Despite environmental concerns, Colombia is now being forced to address its rapidly depleting oil and gas reserves. The last estimate, undertaken in 2018, projected the country had only 6.2 years of proven oil reserves remaining, while state-owned oil and gas firm Ecopetrol, despite adding 307mn bl oe to proven reserves in 2018, has only slightly better figures at 7.2 years.
"No major discoveries of the likes of Caño Limón in the 1980s or Cusiana Cupiagua in the 1990s, or the massive expansion of Rubiales in the 2000s have been seen since," says John Padilla, managing director at IPD Latin America, an energy consultancy. "Colombia's unconventionals prospectivity has the potential alone to triple proven oil reserves, based on government estimates."
An about turn
Last year, throughout the electoral campaign, Duque promised he would not allow any development of fracking, should he be victorious. But, since taking office, he appears to be backtracking. In February, a commission of experts set up by the government to assess the feasibility of widescale fracking recommended provisional pilot tests to assess the potential impact on local communities and water supplies.

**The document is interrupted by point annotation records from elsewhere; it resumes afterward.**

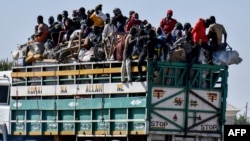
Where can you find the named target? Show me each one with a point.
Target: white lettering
(236, 132)
(231, 132)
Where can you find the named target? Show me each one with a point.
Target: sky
(18, 19)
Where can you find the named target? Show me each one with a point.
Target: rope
(36, 93)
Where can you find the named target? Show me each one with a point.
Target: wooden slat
(72, 72)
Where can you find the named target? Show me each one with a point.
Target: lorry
(86, 101)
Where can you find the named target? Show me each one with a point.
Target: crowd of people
(128, 37)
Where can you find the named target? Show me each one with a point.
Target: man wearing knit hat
(168, 23)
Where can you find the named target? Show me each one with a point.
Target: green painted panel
(83, 115)
(18, 115)
(32, 104)
(18, 127)
(100, 115)
(118, 114)
(67, 126)
(66, 115)
(34, 127)
(137, 113)
(50, 127)
(118, 126)
(67, 104)
(49, 115)
(138, 125)
(33, 115)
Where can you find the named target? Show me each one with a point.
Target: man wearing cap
(168, 23)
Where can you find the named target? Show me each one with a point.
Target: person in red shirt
(168, 23)
(134, 22)
(200, 38)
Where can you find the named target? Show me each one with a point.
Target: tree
(5, 65)
(242, 119)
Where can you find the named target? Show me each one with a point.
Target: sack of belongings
(226, 57)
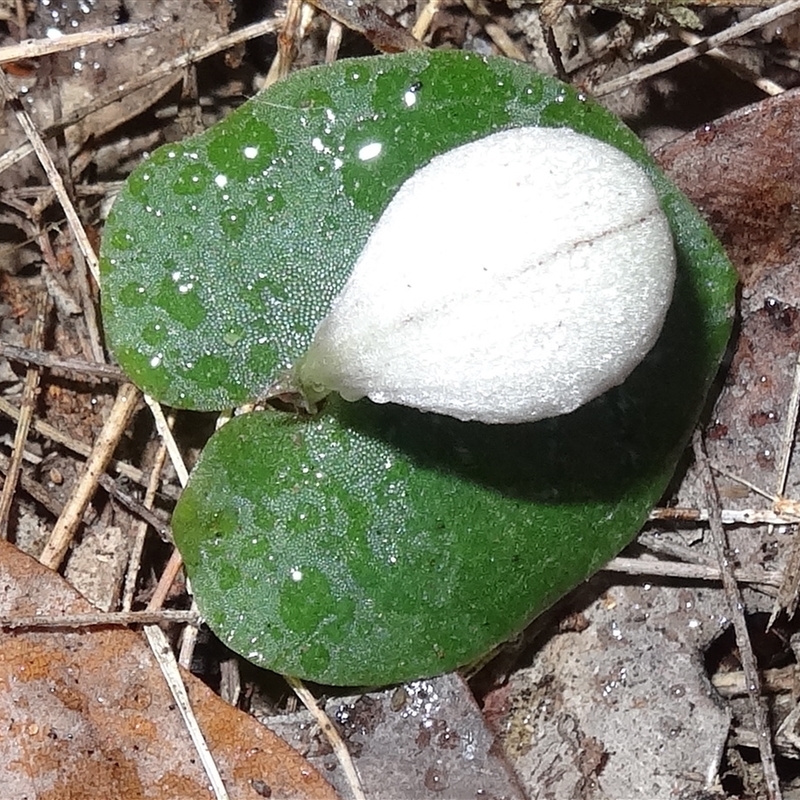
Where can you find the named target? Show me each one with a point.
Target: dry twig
(736, 611)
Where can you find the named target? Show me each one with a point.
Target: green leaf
(374, 544)
(222, 253)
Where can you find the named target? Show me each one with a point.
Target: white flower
(511, 279)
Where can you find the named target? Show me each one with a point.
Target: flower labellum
(511, 279)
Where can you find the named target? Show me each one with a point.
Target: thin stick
(736, 611)
(735, 66)
(46, 160)
(34, 48)
(72, 366)
(33, 488)
(693, 572)
(729, 516)
(758, 20)
(140, 531)
(96, 618)
(67, 524)
(80, 448)
(331, 734)
(24, 422)
(333, 41)
(171, 67)
(165, 581)
(165, 432)
(169, 668)
(424, 20)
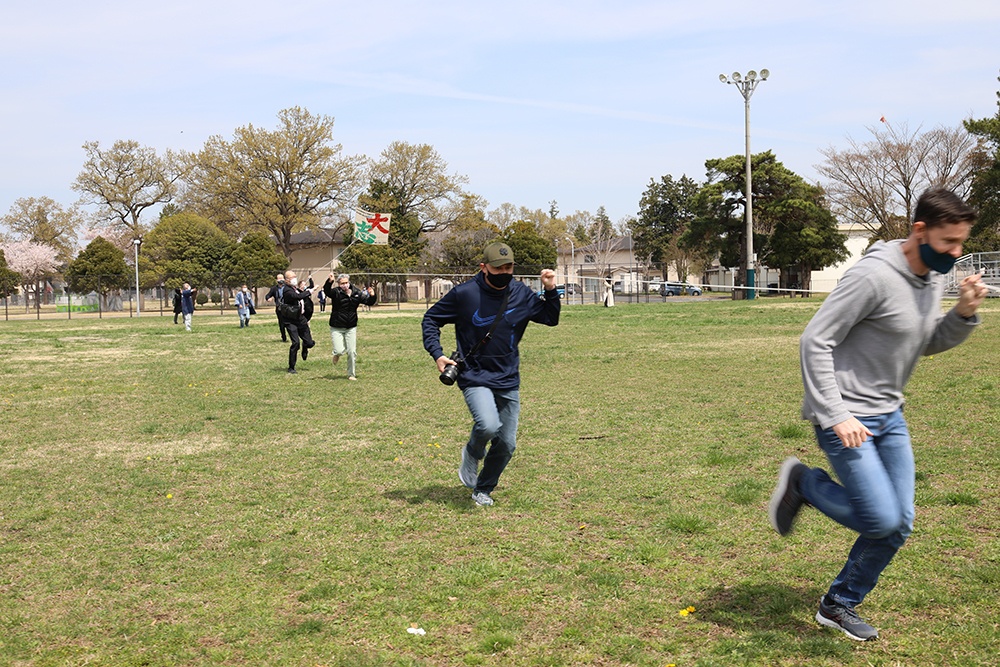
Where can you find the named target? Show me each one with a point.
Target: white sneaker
(482, 499)
(468, 472)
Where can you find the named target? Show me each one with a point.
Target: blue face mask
(937, 261)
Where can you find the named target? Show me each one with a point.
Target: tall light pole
(572, 254)
(136, 242)
(746, 85)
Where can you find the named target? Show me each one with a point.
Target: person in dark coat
(293, 313)
(177, 303)
(489, 375)
(344, 301)
(274, 293)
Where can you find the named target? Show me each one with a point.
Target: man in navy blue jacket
(489, 378)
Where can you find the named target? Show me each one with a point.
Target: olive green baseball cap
(498, 254)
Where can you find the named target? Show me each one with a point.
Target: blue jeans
(875, 499)
(494, 418)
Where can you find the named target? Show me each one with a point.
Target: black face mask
(936, 261)
(499, 280)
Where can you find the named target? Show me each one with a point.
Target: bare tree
(604, 240)
(876, 184)
(280, 181)
(416, 177)
(125, 180)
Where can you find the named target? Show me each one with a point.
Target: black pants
(281, 326)
(296, 331)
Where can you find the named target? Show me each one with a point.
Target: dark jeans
(298, 330)
(282, 326)
(495, 414)
(875, 498)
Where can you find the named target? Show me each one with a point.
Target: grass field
(178, 499)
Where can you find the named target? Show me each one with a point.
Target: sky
(579, 102)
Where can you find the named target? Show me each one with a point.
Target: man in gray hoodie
(857, 354)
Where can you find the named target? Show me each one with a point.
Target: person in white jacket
(857, 354)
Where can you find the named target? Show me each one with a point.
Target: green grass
(171, 498)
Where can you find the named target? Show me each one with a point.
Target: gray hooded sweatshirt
(864, 342)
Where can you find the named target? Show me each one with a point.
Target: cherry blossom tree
(33, 261)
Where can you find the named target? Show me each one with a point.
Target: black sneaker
(786, 501)
(834, 615)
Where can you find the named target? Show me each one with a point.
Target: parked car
(559, 288)
(675, 289)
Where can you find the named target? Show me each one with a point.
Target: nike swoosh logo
(480, 321)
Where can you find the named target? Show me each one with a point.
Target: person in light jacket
(857, 354)
(344, 301)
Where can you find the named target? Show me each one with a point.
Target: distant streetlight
(136, 242)
(746, 85)
(572, 254)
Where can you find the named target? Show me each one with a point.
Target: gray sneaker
(786, 501)
(468, 472)
(482, 499)
(834, 615)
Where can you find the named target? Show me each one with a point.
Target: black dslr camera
(450, 373)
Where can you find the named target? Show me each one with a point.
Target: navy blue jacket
(472, 307)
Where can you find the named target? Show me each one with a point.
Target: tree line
(234, 206)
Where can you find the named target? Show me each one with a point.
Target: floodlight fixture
(747, 86)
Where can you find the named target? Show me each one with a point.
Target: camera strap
(493, 327)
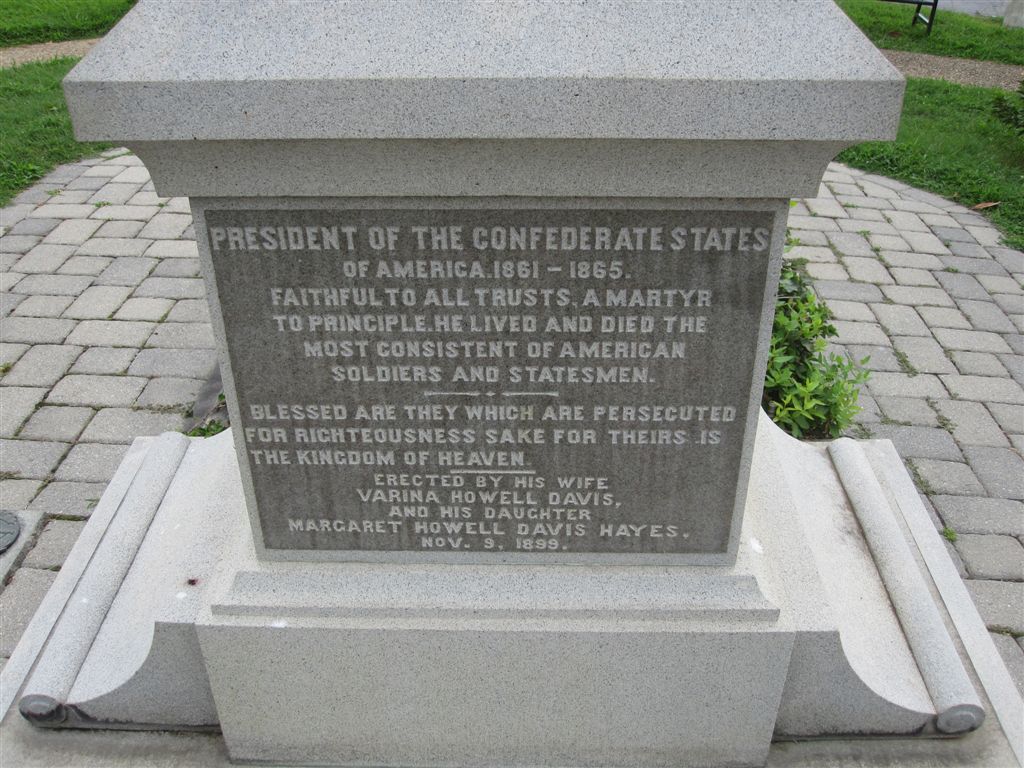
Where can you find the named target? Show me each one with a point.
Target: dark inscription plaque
(512, 381)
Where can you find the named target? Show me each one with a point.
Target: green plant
(35, 129)
(958, 35)
(808, 391)
(950, 143)
(45, 20)
(1010, 109)
(207, 430)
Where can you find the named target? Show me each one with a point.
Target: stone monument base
(165, 620)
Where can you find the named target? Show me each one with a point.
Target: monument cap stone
(493, 285)
(616, 69)
(492, 282)
(611, 97)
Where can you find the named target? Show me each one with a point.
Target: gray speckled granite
(700, 70)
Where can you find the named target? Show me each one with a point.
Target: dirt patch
(963, 71)
(44, 51)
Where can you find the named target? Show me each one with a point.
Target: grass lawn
(888, 26)
(951, 144)
(45, 20)
(35, 128)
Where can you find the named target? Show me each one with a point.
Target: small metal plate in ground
(10, 527)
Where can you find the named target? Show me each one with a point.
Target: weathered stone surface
(860, 333)
(56, 423)
(73, 499)
(1010, 418)
(44, 259)
(182, 336)
(116, 425)
(924, 354)
(41, 306)
(42, 366)
(16, 404)
(53, 545)
(852, 310)
(1000, 603)
(15, 495)
(920, 442)
(54, 285)
(126, 270)
(18, 602)
(189, 310)
(980, 514)
(31, 459)
(97, 302)
(171, 288)
(903, 385)
(991, 556)
(985, 315)
(77, 389)
(911, 411)
(905, 275)
(918, 296)
(1000, 470)
(978, 364)
(73, 231)
(867, 269)
(1013, 654)
(144, 309)
(983, 388)
(181, 363)
(900, 321)
(947, 477)
(971, 423)
(104, 360)
(962, 286)
(112, 333)
(170, 391)
(879, 357)
(177, 268)
(91, 265)
(90, 463)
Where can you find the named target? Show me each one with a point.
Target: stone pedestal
(707, 587)
(355, 664)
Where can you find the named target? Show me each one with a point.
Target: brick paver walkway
(105, 337)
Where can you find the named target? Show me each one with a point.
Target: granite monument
(493, 286)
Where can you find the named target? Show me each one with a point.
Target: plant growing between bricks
(808, 391)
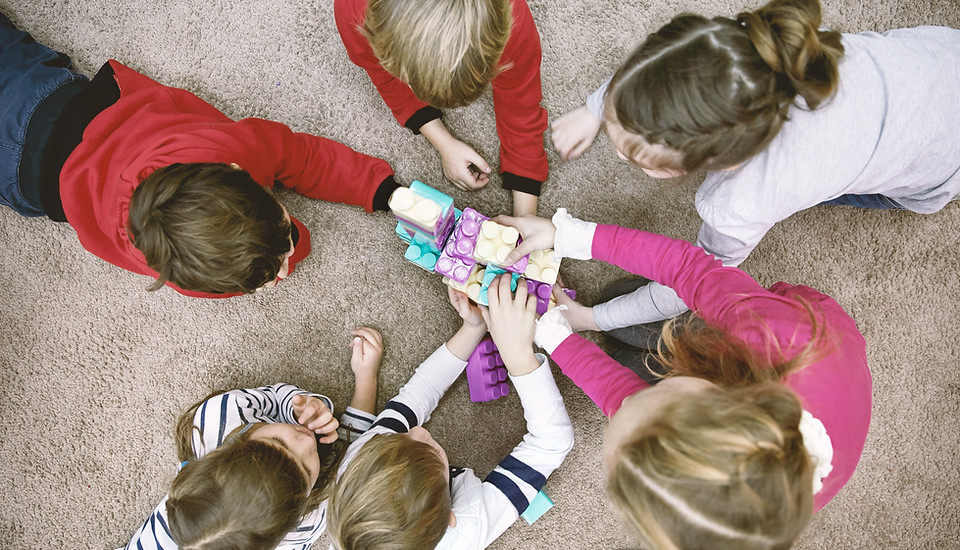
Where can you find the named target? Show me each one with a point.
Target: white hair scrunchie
(818, 444)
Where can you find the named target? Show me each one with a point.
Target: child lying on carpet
(157, 181)
(256, 463)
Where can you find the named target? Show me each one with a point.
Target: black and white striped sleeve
(510, 487)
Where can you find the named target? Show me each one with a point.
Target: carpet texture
(95, 369)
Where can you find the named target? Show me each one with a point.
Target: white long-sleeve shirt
(220, 415)
(484, 509)
(891, 129)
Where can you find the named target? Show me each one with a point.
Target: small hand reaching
(367, 346)
(465, 169)
(313, 413)
(511, 319)
(574, 132)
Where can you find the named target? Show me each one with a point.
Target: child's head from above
(711, 461)
(714, 92)
(248, 493)
(394, 494)
(210, 228)
(447, 52)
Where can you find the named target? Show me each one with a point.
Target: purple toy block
(486, 375)
(465, 234)
(543, 291)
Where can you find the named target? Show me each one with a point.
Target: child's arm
(367, 345)
(521, 120)
(417, 399)
(510, 487)
(575, 131)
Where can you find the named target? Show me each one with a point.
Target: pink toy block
(494, 243)
(465, 234)
(486, 375)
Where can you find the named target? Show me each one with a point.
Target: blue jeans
(29, 73)
(875, 201)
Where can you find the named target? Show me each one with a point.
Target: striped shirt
(484, 509)
(216, 418)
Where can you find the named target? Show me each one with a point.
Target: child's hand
(573, 133)
(367, 346)
(313, 413)
(511, 320)
(537, 233)
(468, 311)
(462, 165)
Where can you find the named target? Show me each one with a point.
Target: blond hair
(446, 51)
(727, 468)
(718, 90)
(246, 493)
(393, 495)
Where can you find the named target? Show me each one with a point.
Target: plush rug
(95, 369)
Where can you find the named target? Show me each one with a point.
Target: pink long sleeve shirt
(837, 389)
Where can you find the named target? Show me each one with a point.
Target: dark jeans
(29, 74)
(875, 201)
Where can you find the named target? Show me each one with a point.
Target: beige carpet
(95, 370)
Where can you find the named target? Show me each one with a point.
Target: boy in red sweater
(432, 54)
(159, 182)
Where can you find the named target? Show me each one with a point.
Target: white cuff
(596, 99)
(574, 238)
(552, 329)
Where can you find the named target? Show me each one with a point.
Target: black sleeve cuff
(380, 198)
(514, 182)
(421, 117)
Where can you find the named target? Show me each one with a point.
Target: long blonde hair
(246, 493)
(393, 495)
(727, 468)
(718, 90)
(446, 51)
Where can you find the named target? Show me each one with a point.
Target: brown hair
(446, 51)
(727, 468)
(718, 90)
(246, 493)
(392, 495)
(208, 228)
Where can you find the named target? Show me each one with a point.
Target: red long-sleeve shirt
(152, 126)
(837, 389)
(521, 121)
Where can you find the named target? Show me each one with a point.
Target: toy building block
(453, 264)
(544, 294)
(490, 273)
(472, 286)
(543, 266)
(495, 243)
(405, 234)
(486, 375)
(423, 210)
(465, 234)
(422, 253)
(538, 506)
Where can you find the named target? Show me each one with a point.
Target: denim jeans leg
(29, 73)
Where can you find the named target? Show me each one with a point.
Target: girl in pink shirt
(763, 413)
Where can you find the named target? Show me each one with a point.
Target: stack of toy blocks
(469, 250)
(486, 375)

On 3 May, Congress approved the government's national development plan (NDP). While the legislation does not specifically cite either "fracking" or "unconventionals", the plan names another document as integral to the NDP. Within this document, it highlights the importance of carrying out research and pilot explorations to guarantee exploration in a responsible manner.
"The Colombian NDP, recently approved, allows the national hydrocarbon agency to establish areas for exploration and production of unconventional resources in Colombia," says Armando Montes, manager Latin America at GLJ Petroleum Consultants, a consulting firm. "This development plan also requires the minister of energy and the minister of environment to update (if necessary) the regulations towards the exploration and production of these resources."
Ecopetrol is expected to lead the fracking pilots. In its budget, the company has allocated $500mn to invest in 20 test wells over the next three years.
Last year was a particularly strong one for the company. Net profit totalled COP11.6tn ($3.48bn), the highest in five years, while Ebitda stood at COP30.8tn, the highest ever recorded. The company also reduced its gross debt /Ebitda ratio to 1.2 in 2018, down from 1.9 in 2017, the lowest in five years, and paid off $2.5bn in debt. In total, the state firm achieved annual production of 720,000bl/d oe.
"Ecopetrol is the only company to be given the go-ahead. Do not expect much development from other private companies," says Eileen Gavin, senior Latin America analyst at Verisk Maplecroft, a risk consultancy.
Despite the government push, there is still plenty of opposition to fracking. On 2 May, before the NDP went to congressional vote, the House of Representatives, backed by 50 parliamentarians from the Green Alliance, Alternative Democratic Pole, MAIS (Movimento Alternativo Indígena y Social), Farc and a section of the liberal party presented a proposal to try to remove fracking from the NDP. The proposal was defeated by 91 votes to 27.
Carlos Andrés Santiago, spokesman for the Alianza Colombia Libre de Fracking, an anti-fracking organisation, highlighted the confusion surrounding the lack of regulatory framework, adding that, without one, the pilots would be illegal.
There is also the security situation in Colombia, should the pilots go ahead and prove successful. This year the Transandino and Caño Limón pipelines, while not close to potential unconventional resources, have frequently been attacked. The stand-off between the government and the National Liberation Army has been particularly tense following a car bombing in Bogotá in January and shows no sign of easing. Unconventional assets are also often near indigenous lands, which could pose further headaches.